4. Los políticos tienen ideología. Otro error. La ideología es una carga demasiado pesada para llegar con ella a la cima. O la dejan atrás o se quedan atrás con ella.

5. Mi educación es responsabilidad de los políticos. Prefieres pensar eso y estás en tu derecho, pero la educación es responsabilidad de padres, alumnos y profesores. Conseguir el dinero para que sea gratuita es de nuevo un problema de gestión, no de responsabilidad.

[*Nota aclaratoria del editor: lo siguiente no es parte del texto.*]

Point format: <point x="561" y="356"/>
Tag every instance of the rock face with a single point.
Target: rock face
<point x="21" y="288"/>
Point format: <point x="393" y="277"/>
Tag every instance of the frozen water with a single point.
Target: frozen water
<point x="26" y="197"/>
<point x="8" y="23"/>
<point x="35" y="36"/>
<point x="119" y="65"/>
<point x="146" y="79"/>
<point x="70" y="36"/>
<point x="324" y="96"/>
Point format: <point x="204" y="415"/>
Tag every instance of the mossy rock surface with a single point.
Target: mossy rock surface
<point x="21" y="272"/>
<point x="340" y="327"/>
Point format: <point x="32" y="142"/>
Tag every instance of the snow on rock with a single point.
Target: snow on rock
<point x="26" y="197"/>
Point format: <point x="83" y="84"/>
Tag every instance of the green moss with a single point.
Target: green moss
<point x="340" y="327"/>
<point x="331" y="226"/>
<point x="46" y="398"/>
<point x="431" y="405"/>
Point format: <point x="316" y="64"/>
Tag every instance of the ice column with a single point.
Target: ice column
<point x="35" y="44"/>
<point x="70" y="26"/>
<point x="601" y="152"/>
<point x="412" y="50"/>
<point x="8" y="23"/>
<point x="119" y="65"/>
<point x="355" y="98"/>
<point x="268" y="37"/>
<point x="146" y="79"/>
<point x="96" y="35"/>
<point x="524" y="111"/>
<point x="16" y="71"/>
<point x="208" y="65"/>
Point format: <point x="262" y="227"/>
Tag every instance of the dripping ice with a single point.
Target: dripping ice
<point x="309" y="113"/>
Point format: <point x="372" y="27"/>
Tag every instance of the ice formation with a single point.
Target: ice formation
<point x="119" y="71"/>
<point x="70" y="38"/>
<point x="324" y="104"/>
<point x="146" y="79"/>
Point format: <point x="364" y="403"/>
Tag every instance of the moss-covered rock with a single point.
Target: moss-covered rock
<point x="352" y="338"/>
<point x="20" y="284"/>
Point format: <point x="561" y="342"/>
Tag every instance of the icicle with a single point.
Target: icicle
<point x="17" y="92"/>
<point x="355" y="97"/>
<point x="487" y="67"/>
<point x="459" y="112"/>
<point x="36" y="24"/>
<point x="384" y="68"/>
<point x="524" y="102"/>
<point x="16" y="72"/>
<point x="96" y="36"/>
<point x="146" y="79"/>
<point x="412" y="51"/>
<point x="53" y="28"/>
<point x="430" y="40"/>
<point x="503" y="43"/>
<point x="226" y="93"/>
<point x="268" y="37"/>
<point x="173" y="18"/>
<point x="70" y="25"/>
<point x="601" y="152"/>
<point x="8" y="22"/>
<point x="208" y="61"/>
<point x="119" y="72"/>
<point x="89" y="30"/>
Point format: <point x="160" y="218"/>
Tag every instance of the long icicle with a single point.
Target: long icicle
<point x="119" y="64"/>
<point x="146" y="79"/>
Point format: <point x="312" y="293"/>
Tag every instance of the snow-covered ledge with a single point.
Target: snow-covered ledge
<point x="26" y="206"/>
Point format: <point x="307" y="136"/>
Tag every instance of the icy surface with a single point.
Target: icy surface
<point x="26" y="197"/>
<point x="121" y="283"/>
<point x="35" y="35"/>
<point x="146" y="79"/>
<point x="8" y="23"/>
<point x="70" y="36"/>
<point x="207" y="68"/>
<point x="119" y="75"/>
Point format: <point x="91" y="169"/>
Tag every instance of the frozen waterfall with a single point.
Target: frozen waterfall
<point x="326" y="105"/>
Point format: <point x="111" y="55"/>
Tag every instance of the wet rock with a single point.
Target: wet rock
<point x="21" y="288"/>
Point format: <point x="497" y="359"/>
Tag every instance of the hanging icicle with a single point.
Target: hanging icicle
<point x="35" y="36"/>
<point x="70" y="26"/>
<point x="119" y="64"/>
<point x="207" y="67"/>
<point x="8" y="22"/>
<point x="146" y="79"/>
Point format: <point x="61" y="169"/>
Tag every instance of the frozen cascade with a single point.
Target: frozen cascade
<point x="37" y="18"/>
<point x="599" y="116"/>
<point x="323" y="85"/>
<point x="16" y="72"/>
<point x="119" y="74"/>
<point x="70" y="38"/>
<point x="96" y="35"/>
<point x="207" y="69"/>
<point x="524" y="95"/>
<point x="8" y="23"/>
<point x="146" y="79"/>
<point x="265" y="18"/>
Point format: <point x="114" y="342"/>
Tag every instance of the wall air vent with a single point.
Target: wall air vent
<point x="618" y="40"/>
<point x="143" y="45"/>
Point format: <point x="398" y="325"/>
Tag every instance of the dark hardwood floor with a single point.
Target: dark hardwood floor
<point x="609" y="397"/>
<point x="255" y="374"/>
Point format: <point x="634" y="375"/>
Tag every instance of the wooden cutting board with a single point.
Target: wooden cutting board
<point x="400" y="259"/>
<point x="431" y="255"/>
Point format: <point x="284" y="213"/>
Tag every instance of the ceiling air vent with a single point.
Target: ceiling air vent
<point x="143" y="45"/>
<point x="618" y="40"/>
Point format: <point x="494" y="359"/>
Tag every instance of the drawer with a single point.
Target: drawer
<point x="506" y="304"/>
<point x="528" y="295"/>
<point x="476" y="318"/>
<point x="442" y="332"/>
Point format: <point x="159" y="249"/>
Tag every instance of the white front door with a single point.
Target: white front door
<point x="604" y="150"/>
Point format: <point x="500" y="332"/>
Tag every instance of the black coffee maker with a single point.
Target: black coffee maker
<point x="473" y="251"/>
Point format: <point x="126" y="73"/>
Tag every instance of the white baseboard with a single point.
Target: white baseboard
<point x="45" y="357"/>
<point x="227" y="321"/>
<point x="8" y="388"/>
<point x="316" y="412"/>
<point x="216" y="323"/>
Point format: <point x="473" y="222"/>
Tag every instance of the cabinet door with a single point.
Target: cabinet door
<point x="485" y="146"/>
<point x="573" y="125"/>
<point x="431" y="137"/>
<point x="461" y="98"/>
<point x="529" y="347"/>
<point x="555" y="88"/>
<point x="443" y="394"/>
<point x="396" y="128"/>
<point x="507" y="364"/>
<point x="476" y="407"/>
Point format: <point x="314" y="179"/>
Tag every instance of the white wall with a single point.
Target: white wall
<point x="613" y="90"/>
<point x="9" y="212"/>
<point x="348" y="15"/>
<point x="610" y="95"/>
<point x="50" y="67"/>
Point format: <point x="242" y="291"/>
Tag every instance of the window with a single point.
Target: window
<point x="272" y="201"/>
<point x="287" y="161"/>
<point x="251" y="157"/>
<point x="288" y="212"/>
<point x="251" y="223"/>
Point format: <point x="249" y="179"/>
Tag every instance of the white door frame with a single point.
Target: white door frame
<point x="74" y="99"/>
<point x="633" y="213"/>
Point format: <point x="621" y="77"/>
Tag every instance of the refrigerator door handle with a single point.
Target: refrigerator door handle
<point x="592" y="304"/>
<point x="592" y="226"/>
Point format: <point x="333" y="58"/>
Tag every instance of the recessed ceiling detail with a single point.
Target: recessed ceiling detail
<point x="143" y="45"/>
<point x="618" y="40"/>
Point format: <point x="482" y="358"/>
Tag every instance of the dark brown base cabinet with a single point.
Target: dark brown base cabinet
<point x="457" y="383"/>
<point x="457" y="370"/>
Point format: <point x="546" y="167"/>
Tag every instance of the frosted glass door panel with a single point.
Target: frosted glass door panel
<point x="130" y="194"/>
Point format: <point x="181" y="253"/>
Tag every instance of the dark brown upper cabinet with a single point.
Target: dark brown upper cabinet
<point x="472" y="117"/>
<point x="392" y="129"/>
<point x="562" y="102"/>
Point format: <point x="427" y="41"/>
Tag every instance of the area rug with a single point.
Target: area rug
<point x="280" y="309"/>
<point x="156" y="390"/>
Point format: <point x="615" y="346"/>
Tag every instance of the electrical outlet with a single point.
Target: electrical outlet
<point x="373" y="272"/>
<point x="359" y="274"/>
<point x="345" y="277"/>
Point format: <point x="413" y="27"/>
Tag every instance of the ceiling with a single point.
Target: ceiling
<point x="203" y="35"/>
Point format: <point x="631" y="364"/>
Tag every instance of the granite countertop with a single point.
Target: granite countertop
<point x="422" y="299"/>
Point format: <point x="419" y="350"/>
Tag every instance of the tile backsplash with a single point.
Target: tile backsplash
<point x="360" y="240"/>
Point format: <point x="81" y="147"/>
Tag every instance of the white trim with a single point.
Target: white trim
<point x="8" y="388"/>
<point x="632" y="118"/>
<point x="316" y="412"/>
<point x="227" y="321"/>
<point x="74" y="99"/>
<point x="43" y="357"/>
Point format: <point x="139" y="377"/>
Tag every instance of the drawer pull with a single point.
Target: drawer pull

6. Merecemos políticos mejores. Los políticos no son un premio, ni un castigo (aunque lo parezcan). No los pone ahí el destino ni son un espejo en que mirarnos. Ni siquiera deberían ser una excusa.

Así funciona la política desde que en una cueva un grupo de personas tuvo que decidir si encender o no el fuego. Probablemente desde antes. Entenderlo nos hará inmunes al desencanto y más resistentes frente a la actividad perniciosa de estos extraños seres.